Alexander A. Theologis, Ehsan Tabaraee, Haruki Funao, Justin S. Smith, Shane Burch, Bobby Tay, Khaled Kebaish, Vedat Deviren, Christopher Ames
January 2015, Volume 24, Issue 1, pp 23 - 30 Original Article Read Full Article 10.1007/s00586-014-3655-6
First Online: 14 November 2014
To evaluate and compare early radiographic and clinical outcomes of lower cervical and upper thoracic three-column osteotomies (3CO) for cervicothoracic kyphosis correction.
Patients who underwent 3CO at the cervicothoracic junction at two institutions were retrospectively reviewed. Patients were divided into two groups: lower cervical osteotomy (LCO) and upper thoracic osteotomy (UTO: T1–T5). Operative data, radiographic alignment, peri-operative complications, and clinical outcomes were compared between the groups.
Forty-eight patients [male: 24; female: 24; average age 61 years (range 18–92 years); mean follow-up: 22 months] met inclusion criteria. A total of 24 pedicle subtraction osteotomies and 24 vertebral column resections were performed. Compared to UTO, LCO operative time was significantly shorter, average ICU and hospital stays were significantly longer, and the average pre-operative cervical sagittal vertical axis (SVA) and kyphosis were significantly greater (p < 0.05). For both groups, there was significant improvement in cervical SVA, cervical lordosis, segmental angle, Neck Disability Index (NDI), SRS Activity, and pain visual analog score (p < 0.05). Reoperation rates were similar between the groups (LCO: 33.3 %; UTO: 18 %, p = 0.28). Significantly, more patients required tracheostomy/gastrostomy tubes after LCO (3 vs. 0 in the UTO group, p = 0.03).

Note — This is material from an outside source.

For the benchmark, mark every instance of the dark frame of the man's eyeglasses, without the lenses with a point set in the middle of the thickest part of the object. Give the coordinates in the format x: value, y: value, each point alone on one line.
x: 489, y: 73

Three-column posterior osteotomies at the cervicothoracic junction restored regional sagittal alignment and improved quality of life in this series of patients with rigid cervicothoracic deformity, albeit with high complication rates. Lower cervical osteotomies provided greater cervical SVA correction and were shorter operations, although they were associated with more complications and longer hospital and ICU stays compared to upper thoracic osteotomies.